Para o executivo, praticamente todo o profissional de corretagem imobiliária aderiu ao trabalho remoto em algum momento, e hoje eles são capazes de usar os recursos a seu favor como, por exemplo, fazer uma demonstração virtual para os clientes. A maioria dos profissionais, aliás, está usando essa tecnologia. 

Em grandes cidades como São Paulo e Belo Horizonte, a virtualização das visitas permitiu que um mesmo corretor pudesse oferecer um maior número de visitas ao comprador interessado. “Metrópoles têm o problema da locomoção em função do trânsito, restringindo as visitas a um número limitado por dia”, lembra. 

A parte documental foi outro salto quântico de otimização de tempo e aumento de produtividade para o corretor do futuro. Além de selecionar melhor os imóveis que serão eletronicamente visitados, o corretor atual pode organizar a papelada para o cliente usando apenas o smartphone ou notebook. Todo o processo foi virtualizado, inclusive a escrituração.

João Teodoro estima que, atualmente, 80% dos negócios são realizados dessa forma e 20% apenas permanecem essencialmente presenciais. “Apesar do avanço dos algoritmos, a empatia é primordial e não pode ser gerada por máquina”, argumenta o presidente do Cofeci. 

Empatia e tecnologia turbinam negócios do corretor do futuro

A empatia citada por João Teodoro pode se dar, inclusive, pelos meios eletrônicos. A experiência de Alex Tomasi de Souza, corretor de alto desempenho da MRV, comprova isso. Um dos negócios mais recentes fechados pelo profissional, que atua na Região Metropolitana de Porto Alegre, envolveu três horas de consultoria e uma hora efetivamente para a finalização do contrato. As primeiras horas aconteceram parte no celular e parte presencialmente, e não foram focadas no valor do imóvel, mas sim no atendimento das necessidades da cliente, que queria comprar o próprio apartamento e sair da casa dos pais. 

Alex Tomasi – Corretor

“Era uma venda difícil, mas eu foquei em atender as dores da cliente, orientando-a totalmente sobre as condições de financiamento e outros aspectos burocráticos”, detalha. “Fiz toda a aprovação online e usei o ouvido como principal ferramenta de trabalho”, revela. 

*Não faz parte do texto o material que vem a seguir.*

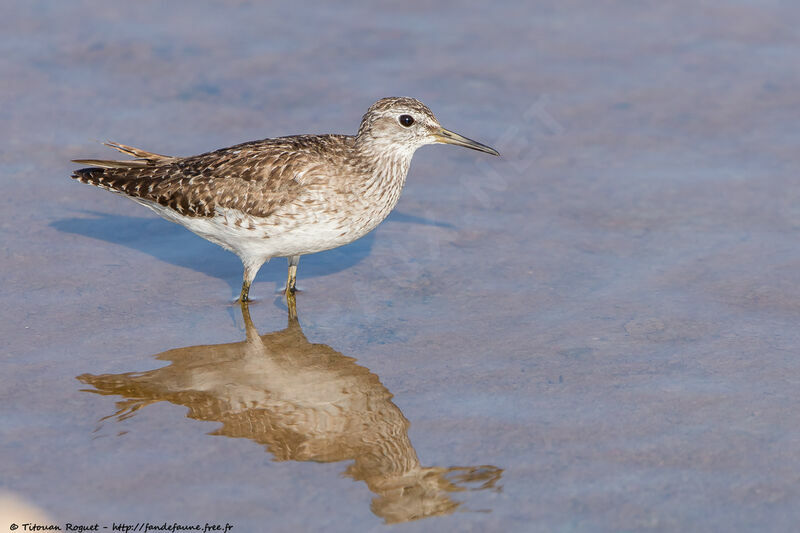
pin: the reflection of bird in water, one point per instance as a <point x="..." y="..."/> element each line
<point x="304" y="402"/>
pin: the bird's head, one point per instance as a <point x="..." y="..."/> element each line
<point x="401" y="125"/>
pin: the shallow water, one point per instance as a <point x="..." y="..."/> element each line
<point x="595" y="332"/>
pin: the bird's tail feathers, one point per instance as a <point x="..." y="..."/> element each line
<point x="143" y="158"/>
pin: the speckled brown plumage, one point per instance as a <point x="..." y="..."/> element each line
<point x="282" y="197"/>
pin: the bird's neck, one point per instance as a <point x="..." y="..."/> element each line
<point x="384" y="169"/>
<point x="386" y="163"/>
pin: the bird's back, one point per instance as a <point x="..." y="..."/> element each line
<point x="255" y="178"/>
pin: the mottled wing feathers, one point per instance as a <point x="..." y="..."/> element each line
<point x="255" y="178"/>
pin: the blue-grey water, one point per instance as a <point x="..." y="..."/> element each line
<point x="596" y="332"/>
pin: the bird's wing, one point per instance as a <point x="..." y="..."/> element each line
<point x="255" y="178"/>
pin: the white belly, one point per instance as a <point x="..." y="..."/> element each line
<point x="253" y="237"/>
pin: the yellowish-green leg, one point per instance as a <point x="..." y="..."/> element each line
<point x="251" y="268"/>
<point x="245" y="294"/>
<point x="291" y="280"/>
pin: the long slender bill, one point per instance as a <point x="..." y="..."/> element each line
<point x="449" y="137"/>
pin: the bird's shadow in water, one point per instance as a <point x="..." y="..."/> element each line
<point x="302" y="401"/>
<point x="175" y="245"/>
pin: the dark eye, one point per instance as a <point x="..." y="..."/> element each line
<point x="406" y="120"/>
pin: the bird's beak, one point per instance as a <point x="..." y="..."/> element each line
<point x="448" y="137"/>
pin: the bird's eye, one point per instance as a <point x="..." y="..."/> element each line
<point x="406" y="120"/>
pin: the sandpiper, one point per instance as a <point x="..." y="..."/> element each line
<point x="282" y="197"/>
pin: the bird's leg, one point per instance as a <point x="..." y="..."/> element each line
<point x="291" y="280"/>
<point x="251" y="268"/>
<point x="244" y="296"/>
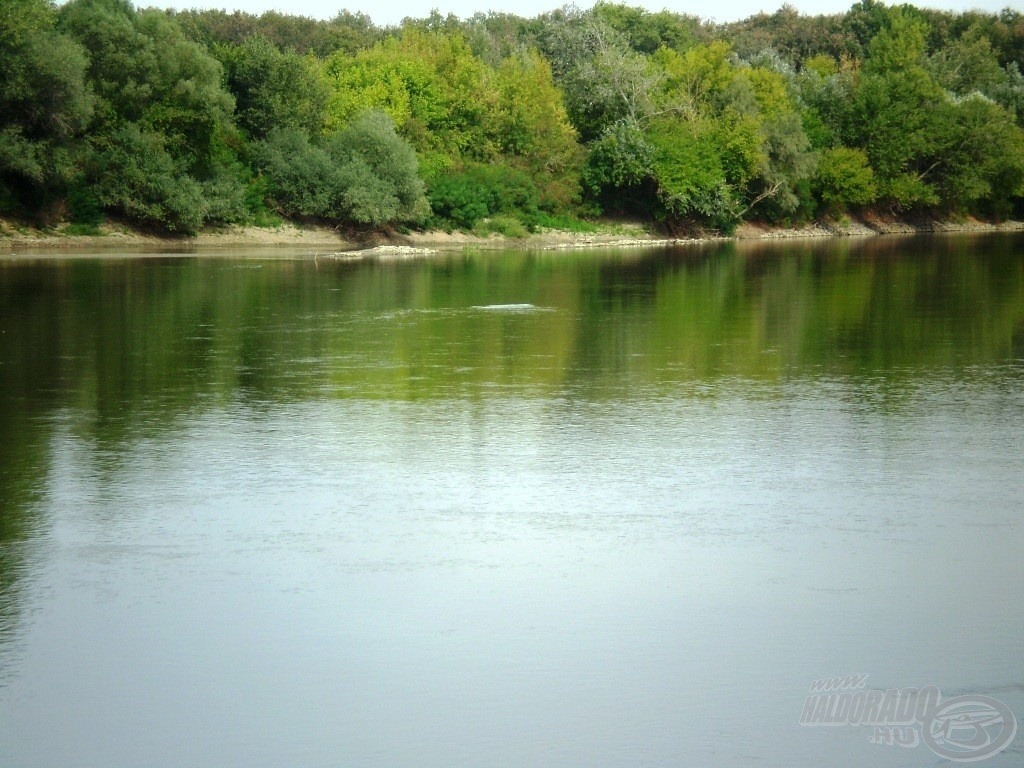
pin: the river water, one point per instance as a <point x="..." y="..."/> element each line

Tomasi, como é conhecido no segmento, acrescenta que a parte presencial aconteceu na loja com imóvel decorado, o que permitiu que a compradora concretizasse a noção de espaço do apartamento. “Nem toda a venda é demorada. Há processos em que o fechamento acontece em 30 minutos, inclusive em função do material virtual de suporte”, completa. 

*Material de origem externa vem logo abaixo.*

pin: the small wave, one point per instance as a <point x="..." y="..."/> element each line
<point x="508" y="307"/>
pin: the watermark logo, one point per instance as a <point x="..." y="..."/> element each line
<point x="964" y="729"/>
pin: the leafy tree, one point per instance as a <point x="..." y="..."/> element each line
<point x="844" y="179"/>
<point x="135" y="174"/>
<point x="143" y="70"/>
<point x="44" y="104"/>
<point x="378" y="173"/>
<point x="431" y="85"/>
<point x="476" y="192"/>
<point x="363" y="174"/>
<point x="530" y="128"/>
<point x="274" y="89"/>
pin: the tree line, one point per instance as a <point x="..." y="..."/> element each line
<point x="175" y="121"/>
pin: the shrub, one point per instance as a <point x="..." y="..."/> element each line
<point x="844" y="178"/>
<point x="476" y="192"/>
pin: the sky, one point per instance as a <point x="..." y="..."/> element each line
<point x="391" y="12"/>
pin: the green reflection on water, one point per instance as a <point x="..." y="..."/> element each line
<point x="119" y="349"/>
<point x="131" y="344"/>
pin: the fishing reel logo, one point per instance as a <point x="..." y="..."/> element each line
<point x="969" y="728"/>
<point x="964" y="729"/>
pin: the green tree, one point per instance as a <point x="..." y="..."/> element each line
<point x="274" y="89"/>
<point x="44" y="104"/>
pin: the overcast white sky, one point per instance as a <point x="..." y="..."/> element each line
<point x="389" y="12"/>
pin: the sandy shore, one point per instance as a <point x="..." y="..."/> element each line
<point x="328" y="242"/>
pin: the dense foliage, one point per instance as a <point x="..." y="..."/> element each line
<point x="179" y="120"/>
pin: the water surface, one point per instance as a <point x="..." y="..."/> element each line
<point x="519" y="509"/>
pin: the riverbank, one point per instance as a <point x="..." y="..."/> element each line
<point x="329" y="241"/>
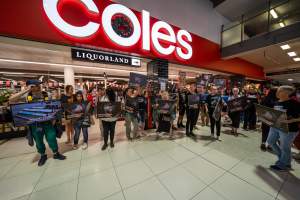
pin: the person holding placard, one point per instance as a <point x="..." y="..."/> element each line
<point x="214" y="104"/>
<point x="131" y="116"/>
<point x="109" y="124"/>
<point x="191" y="111"/>
<point x="234" y="115"/>
<point x="292" y="109"/>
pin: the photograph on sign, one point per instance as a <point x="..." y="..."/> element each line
<point x="137" y="80"/>
<point x="272" y="117"/>
<point x="166" y="106"/>
<point x="108" y="109"/>
<point x="29" y="113"/>
<point x="131" y="105"/>
<point x="194" y="100"/>
<point x="237" y="104"/>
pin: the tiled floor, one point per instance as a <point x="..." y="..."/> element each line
<point x="183" y="169"/>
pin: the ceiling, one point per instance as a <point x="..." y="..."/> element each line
<point x="274" y="59"/>
<point x="20" y="58"/>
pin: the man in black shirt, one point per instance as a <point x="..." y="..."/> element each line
<point x="214" y="105"/>
<point x="292" y="109"/>
<point x="191" y="112"/>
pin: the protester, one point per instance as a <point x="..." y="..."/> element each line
<point x="39" y="130"/>
<point x="250" y="111"/>
<point x="270" y="101"/>
<point x="82" y="121"/>
<point x="67" y="101"/>
<point x="191" y="112"/>
<point x="235" y="115"/>
<point x="292" y="109"/>
<point x="109" y="124"/>
<point x="131" y="114"/>
<point x="214" y="105"/>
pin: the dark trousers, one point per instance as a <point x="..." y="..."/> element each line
<point x="235" y="118"/>
<point x="192" y="117"/>
<point x="265" y="132"/>
<point x="249" y="119"/>
<point x="109" y="131"/>
<point x="214" y="123"/>
<point x="77" y="130"/>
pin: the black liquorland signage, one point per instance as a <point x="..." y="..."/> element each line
<point x="102" y="57"/>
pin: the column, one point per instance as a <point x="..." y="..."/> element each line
<point x="69" y="76"/>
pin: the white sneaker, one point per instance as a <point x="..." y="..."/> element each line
<point x="84" y="146"/>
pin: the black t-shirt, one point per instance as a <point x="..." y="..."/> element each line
<point x="212" y="101"/>
<point x="292" y="108"/>
<point x="142" y="102"/>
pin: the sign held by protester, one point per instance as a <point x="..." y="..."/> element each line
<point x="272" y="117"/>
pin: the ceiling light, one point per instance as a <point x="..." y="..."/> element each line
<point x="285" y="47"/>
<point x="297" y="59"/>
<point x="274" y="14"/>
<point x="292" y="54"/>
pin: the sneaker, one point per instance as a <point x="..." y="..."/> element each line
<point x="296" y="156"/>
<point x="84" y="146"/>
<point x="104" y="147"/>
<point x="112" y="145"/>
<point x="59" y="156"/>
<point x="42" y="160"/>
<point x="276" y="168"/>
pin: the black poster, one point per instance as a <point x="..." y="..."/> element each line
<point x="272" y="117"/>
<point x="136" y="80"/>
<point x="166" y="106"/>
<point x="101" y="57"/>
<point x="237" y="104"/>
<point x="131" y="105"/>
<point x="29" y="113"/>
<point x="107" y="109"/>
<point x="194" y="99"/>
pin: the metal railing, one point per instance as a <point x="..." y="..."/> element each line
<point x="275" y="15"/>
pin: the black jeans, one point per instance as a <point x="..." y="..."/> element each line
<point x="109" y="131"/>
<point x="214" y="123"/>
<point x="77" y="130"/>
<point x="192" y="117"/>
<point x="250" y="119"/>
<point x="265" y="132"/>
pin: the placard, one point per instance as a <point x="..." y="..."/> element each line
<point x="108" y="109"/>
<point x="131" y="105"/>
<point x="102" y="57"/>
<point x="166" y="106"/>
<point x="193" y="99"/>
<point x="24" y="114"/>
<point x="137" y="80"/>
<point x="237" y="104"/>
<point x="272" y="117"/>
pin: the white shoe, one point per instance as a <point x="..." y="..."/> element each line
<point x="84" y="146"/>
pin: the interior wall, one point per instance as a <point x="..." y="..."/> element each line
<point x="196" y="16"/>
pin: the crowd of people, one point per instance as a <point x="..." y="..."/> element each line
<point x="211" y="107"/>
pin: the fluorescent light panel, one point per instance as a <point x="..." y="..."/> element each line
<point x="292" y="54"/>
<point x="285" y="47"/>
<point x="274" y="14"/>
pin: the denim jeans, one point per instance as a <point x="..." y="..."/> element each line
<point x="131" y="119"/>
<point x="77" y="130"/>
<point x="283" y="151"/>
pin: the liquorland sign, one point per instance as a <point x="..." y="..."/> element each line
<point x="123" y="28"/>
<point x="108" y="26"/>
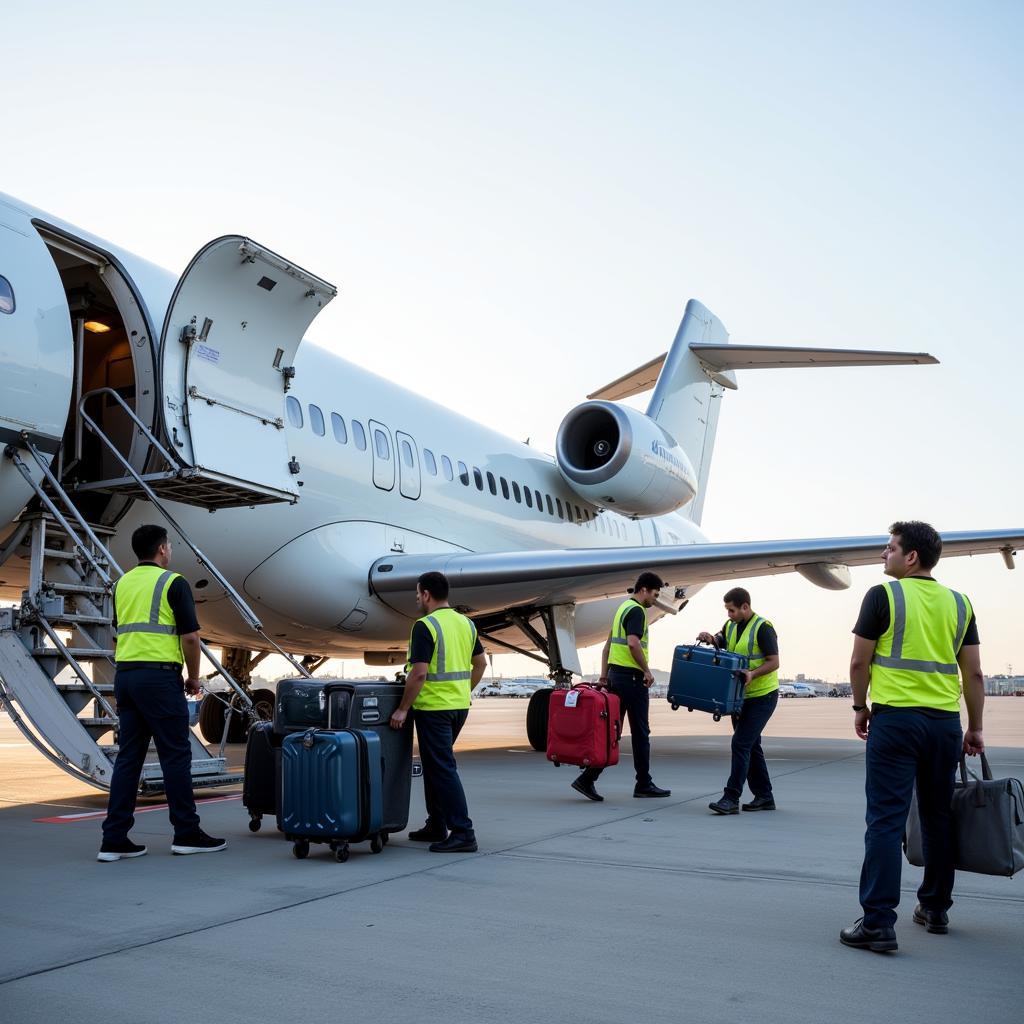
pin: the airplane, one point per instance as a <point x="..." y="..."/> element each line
<point x="314" y="493"/>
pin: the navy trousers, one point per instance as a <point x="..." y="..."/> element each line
<point x="436" y="732"/>
<point x="634" y="698"/>
<point x="151" y="706"/>
<point x="905" y="747"/>
<point x="749" y="763"/>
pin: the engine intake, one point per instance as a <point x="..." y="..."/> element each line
<point x="621" y="459"/>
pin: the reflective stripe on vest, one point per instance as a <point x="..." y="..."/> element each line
<point x="734" y="641"/>
<point x="936" y="627"/>
<point x="451" y="668"/>
<point x="146" y="630"/>
<point x="619" y="651"/>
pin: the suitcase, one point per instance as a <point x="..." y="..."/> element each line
<point x="370" y="706"/>
<point x="707" y="679"/>
<point x="331" y="790"/>
<point x="300" y="705"/>
<point x="261" y="784"/>
<point x="585" y="725"/>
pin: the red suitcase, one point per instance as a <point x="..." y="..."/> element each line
<point x="584" y="727"/>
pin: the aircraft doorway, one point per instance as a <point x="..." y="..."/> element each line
<point x="113" y="349"/>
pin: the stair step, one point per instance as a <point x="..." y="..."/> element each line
<point x="74" y="588"/>
<point x="80" y="653"/>
<point x="78" y="687"/>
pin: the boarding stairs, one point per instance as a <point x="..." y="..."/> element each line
<point x="56" y="650"/>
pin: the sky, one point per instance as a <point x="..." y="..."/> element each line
<point x="517" y="201"/>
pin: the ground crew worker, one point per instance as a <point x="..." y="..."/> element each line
<point x="157" y="631"/>
<point x="912" y="637"/>
<point x="626" y="672"/>
<point x="750" y="634"/>
<point x="445" y="663"/>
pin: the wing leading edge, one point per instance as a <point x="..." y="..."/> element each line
<point x="495" y="581"/>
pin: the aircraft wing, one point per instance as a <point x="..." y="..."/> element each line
<point x="485" y="582"/>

A própria história de Tomasi é um indicativo do perfil do corretor do futuro, que usa a tecnologia a seu favor. Empreendedor, ele começou na carreira há seis anos e sem experiência efetiva. Focou no aprendizado, iniciando no plantão de vendas e a partir de uma lista fria de potenciais compradores. Logo percebeu que poderia usar as redes sociais a seu favor e hoje o Facebook (principalmente) e o Instagram são investimentos fixos mensais. É a partir deles que Tomasi capta boa parte dos clientes. “Estudei as melhores formas de anunciar nas redes, como incluir informações estratégicas e até a disposição das cores no material informativo”, informa. 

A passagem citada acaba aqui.